Can you share more about how Next Up engages youth?

In 2018, I was door-knocking with a 17-year-old volunteer to educate voters about two ballot measures. A man answered the door, and she began sharing information. Then, she said, “I’m too young to vote. I’m asking you to do it.” In response, he went and got his ballot and filled it out on the spot. This is just one example of how our 16- and 17-year-old volunteers work their tails off to shape our future. Yet, they are not able to vote. We decided to link up with Vote16USA to create a bill to amend our state constitution to lower the voting age.

We’ve made a lot of progress. This election year, we’re choosing a new secretary of state and every single debate in this cycle has included questions about lowering the voting age.

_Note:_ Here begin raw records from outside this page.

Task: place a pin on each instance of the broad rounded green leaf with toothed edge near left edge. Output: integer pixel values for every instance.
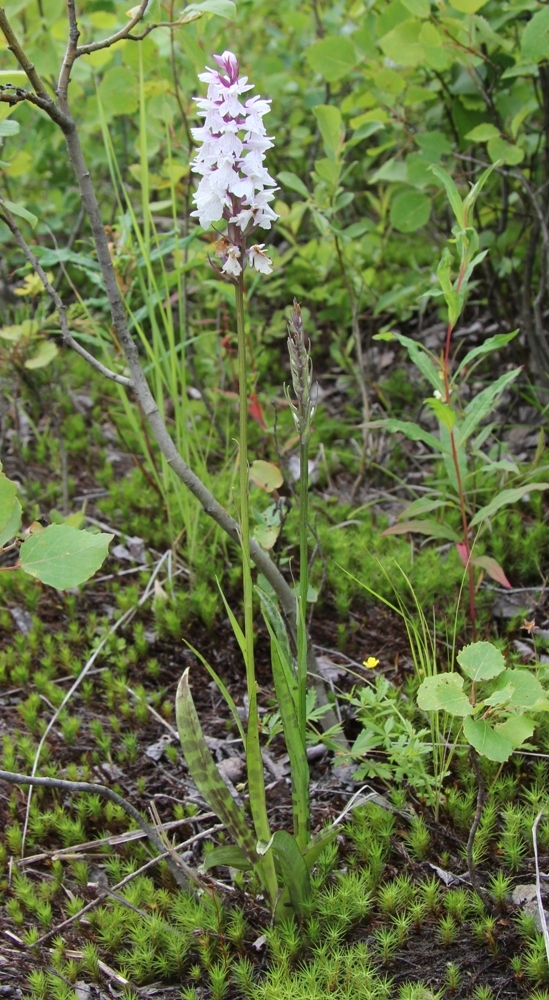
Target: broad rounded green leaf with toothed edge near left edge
(63, 557)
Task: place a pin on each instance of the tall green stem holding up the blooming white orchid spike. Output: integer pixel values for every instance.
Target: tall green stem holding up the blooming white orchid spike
(254, 762)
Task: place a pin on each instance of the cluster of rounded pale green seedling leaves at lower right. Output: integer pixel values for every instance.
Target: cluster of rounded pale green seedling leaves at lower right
(497, 704)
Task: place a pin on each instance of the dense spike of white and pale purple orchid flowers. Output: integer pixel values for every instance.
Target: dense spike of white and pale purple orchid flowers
(235, 185)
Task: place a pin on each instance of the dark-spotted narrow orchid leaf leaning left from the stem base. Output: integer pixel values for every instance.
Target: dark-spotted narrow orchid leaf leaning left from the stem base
(204, 773)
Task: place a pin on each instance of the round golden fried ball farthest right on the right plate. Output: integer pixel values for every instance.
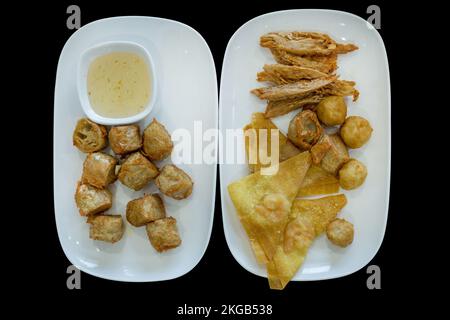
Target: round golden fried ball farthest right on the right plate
(355, 131)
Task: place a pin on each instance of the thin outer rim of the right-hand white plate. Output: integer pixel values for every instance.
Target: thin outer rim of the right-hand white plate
(223, 188)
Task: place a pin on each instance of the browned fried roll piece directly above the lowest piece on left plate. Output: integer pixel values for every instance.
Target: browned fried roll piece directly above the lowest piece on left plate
(144, 210)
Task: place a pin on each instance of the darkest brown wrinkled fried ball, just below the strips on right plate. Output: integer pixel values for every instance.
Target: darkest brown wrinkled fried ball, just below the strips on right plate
(304, 129)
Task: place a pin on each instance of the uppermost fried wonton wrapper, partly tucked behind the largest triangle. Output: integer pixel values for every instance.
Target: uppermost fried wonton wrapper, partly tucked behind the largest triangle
(286, 148)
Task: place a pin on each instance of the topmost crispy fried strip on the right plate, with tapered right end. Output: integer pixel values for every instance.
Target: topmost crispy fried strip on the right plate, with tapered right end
(304, 43)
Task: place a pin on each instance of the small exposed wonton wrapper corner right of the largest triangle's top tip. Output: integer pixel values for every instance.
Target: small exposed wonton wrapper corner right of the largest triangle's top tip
(317, 181)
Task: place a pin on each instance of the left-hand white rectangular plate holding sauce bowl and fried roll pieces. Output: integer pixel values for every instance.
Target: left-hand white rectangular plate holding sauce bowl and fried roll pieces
(187, 92)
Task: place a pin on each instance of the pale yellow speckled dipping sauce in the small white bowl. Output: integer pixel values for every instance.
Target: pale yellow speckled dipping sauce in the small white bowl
(118, 84)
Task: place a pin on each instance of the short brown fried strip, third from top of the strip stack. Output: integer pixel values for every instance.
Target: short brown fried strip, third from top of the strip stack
(283, 74)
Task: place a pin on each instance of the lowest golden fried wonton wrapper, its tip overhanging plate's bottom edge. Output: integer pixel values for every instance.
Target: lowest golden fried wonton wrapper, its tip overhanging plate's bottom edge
(308, 219)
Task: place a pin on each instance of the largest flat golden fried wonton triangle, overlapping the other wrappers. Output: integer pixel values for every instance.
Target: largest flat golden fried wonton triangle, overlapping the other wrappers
(263, 202)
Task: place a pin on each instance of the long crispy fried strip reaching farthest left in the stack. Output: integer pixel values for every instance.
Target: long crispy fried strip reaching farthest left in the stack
(297, 89)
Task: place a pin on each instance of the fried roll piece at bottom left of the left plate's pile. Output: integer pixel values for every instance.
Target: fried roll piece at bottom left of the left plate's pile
(107, 228)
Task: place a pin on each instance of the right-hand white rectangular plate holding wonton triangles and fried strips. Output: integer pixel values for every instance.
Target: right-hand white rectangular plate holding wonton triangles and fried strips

What’s the biggest barrier to lowering the voting age?

We need a culture shift in how we think about young people. We still don’t view young people as credible actors with agency over their own lives. To address this barrier, we’re advocating to improve civics education in our 197 school districts. We’re also partnering with the 23 other states that allow 17-year-olds to vote in primary elections. Voting in a primary can be more exciting and impactful than voting in the general election because you get to decide who will be on the ballot.

Why should 16- and 17-year-olds be able to vote?

There is research to show that lowering the voting age increases voter turnout and helps create lifelong voters. Also, voting teenagers can actually increase the turn out rates of their parents. If 16-year-olds are mature enough to drive and pay taxes and engage with our judicial system, they should be able to vote.

Is there anything else you want to share?

Oregon is a laboratory for the innovation of our democracy. When donors support us, they are also helping to advance policies and practices that can be models for other states. In 2020, 90.2% of eligible Oregonians were automatically registered to vote. We’re still hoping to get to 100%.